Mean, Median, Mode
Term | What It Means | Why We Need It | Real Example | Why Not Another |
---|---|---|---|---|
Mean | Average value | To find the center of data | Average salary in a company | If a few people earn huge salaries (outliers), mean gets unfairly pulled! |
Median | Middle value when data is ordered | To find a fair "typical" middle when data has outliers | Median house price in a city | Median is better when data is uneven (e.g., few very expensive houses) |
Mode | Most common value | To find the most frequent happening | Most sold shoe size in a store | Mode needed when "most common" is more important than "average" |
✅ In short:
Mean = good for normal data.
Median = better when data is skewed (unfair).

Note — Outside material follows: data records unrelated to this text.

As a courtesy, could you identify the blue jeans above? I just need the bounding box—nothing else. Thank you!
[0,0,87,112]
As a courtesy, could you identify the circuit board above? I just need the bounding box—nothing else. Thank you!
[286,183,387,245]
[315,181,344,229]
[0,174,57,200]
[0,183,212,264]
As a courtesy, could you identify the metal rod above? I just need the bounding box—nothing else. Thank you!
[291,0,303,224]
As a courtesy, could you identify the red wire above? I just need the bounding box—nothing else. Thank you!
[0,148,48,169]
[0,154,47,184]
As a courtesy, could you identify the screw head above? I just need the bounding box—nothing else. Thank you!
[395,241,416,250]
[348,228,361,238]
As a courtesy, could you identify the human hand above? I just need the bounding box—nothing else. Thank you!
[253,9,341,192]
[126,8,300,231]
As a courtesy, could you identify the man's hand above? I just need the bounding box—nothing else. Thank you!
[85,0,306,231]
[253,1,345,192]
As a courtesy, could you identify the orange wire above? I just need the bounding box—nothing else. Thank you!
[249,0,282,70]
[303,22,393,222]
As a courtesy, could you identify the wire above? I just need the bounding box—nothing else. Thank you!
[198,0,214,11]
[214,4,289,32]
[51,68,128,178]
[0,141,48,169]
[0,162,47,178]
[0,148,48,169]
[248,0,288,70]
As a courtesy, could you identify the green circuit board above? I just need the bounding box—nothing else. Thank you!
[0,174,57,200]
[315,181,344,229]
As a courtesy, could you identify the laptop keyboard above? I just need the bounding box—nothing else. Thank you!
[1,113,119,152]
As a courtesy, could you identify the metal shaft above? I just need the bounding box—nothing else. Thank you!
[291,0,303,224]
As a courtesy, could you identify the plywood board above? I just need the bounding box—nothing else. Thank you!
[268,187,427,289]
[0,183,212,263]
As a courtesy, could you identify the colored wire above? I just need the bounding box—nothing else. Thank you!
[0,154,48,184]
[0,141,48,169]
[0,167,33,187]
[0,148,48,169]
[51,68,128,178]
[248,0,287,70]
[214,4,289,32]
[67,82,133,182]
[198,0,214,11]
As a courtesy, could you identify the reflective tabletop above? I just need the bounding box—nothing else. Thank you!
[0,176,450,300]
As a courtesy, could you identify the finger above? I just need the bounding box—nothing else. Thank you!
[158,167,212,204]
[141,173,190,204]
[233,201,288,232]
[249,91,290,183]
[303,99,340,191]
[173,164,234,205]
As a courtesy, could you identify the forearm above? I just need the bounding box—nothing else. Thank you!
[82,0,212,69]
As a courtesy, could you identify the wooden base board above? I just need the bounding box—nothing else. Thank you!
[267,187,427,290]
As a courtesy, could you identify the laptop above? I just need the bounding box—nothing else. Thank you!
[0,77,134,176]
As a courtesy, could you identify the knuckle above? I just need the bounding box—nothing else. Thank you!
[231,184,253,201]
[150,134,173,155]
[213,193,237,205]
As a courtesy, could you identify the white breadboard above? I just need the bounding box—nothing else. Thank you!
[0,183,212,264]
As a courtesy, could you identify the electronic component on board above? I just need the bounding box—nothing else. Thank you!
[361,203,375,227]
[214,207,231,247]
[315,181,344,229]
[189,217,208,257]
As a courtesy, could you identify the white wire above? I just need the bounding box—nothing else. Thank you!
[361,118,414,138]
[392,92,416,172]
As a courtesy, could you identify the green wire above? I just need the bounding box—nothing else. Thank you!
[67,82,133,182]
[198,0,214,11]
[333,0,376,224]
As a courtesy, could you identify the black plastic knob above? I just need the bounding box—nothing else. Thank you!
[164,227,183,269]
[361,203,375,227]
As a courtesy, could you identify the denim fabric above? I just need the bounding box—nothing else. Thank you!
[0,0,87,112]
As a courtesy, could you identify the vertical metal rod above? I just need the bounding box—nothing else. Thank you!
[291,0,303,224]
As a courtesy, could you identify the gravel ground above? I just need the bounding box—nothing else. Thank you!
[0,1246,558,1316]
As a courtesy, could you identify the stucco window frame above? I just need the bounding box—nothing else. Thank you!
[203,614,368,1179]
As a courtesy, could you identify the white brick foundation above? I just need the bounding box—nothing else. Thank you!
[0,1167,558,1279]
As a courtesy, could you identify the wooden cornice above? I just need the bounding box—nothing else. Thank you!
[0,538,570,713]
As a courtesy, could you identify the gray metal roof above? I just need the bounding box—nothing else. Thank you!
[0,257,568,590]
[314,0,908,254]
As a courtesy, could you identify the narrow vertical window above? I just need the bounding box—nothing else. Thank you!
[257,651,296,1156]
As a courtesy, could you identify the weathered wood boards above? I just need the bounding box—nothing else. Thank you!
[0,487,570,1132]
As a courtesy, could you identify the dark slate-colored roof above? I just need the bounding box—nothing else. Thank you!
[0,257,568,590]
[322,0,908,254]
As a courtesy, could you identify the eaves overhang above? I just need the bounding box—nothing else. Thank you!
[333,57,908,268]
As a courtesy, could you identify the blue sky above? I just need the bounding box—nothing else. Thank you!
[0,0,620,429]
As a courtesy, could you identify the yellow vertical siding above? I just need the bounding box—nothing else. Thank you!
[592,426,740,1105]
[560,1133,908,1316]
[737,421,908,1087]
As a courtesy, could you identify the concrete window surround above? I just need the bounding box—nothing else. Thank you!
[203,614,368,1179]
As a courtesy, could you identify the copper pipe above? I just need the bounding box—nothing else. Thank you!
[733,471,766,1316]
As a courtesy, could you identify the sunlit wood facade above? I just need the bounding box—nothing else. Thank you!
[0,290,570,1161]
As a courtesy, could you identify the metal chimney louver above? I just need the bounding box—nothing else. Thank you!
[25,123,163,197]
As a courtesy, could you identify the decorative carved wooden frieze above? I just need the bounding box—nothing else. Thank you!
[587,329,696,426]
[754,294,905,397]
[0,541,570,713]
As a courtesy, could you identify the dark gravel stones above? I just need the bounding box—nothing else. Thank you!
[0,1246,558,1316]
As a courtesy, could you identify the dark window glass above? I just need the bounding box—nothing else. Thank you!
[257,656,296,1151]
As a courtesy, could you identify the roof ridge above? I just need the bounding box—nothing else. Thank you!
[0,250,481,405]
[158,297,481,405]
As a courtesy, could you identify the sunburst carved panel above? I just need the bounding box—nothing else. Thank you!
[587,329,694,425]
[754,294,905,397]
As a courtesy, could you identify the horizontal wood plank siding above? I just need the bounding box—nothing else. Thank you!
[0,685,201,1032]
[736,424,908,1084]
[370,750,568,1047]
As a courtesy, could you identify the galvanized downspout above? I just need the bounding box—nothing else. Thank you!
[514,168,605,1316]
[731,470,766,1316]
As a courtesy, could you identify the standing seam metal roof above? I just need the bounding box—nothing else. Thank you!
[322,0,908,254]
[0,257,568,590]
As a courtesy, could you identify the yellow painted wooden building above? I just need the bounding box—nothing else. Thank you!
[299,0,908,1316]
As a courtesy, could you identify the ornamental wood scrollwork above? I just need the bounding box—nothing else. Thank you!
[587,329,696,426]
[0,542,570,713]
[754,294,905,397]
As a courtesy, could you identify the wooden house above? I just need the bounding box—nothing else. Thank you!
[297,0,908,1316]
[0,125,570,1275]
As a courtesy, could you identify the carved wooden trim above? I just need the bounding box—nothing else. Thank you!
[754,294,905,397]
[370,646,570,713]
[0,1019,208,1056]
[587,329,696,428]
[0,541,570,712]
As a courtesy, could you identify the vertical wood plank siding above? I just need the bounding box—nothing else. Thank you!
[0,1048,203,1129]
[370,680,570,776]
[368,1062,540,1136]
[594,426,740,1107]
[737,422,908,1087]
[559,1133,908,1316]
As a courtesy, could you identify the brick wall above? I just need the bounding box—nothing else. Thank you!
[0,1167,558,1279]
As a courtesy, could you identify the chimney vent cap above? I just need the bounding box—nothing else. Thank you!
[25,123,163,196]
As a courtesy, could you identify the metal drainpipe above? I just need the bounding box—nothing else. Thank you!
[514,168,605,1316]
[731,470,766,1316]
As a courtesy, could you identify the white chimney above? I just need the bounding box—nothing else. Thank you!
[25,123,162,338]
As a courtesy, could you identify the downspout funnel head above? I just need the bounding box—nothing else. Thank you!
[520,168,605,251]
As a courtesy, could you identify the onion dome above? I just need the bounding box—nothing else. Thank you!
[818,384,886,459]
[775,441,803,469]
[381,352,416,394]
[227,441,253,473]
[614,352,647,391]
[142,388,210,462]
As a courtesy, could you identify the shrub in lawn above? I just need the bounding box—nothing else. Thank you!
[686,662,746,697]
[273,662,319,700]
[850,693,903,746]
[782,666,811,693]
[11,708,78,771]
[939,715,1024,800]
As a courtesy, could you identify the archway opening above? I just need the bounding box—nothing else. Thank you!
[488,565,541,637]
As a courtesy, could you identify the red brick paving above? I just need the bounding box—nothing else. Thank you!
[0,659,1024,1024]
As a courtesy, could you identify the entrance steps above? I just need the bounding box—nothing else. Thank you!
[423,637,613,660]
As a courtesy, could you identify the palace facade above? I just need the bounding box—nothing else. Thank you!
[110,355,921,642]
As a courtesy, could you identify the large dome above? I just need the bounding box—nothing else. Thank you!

Mode = for the most popular thing.
Range, Variance, Standard Deviation
Term | What It Means | Why We Need It | Real Example | Why Not Another |
---|---|---|---|---|
Range | Max - Min value | Quick idea of spread | Highest and lowest test marks in a class | Only shows extremes, not how all values behave |
Variance | Average of squared differences from mean | Measure how spread out all data is | Variance of stock prices | Hard to interpret because it's squared units |
Standard Deviation | Square root of variance | Easy-to-read spread measure (same unit as data) | How much daily temperatures change from average | Easier to explain to non-math people |
✅ In short:
- Range is rough and fast.
- Variance is deep but harder to read.
- Standard Deviation is what we usually tell people.
Correlation and Covariance
Term | What It Means | Why We Need It | Real Example | Why Not Another |
---|---|---|---|---|
Correlation | Strength and direction of relationship between two variables (scale: -1 to 1) | Find if two things move together | Height vs Weight; Study hours vs Exam score | Shows strength and direction both |
Covariance | Direction of relationship, but scale is not fixed | Early step before correlation | Stock A and Stock B moving up/down together | Hard to compare across different datasets |
✅ In short:
- Use Correlation when you want to see if two things are linked.
- Covariance is more technical, and only used internally.
Probability
What is Probability?
Probability = chance of something happening.
Example:
- Tossing a coin: Chance of Heads = 0.5
- Drawing a red card: Chance depends on deck.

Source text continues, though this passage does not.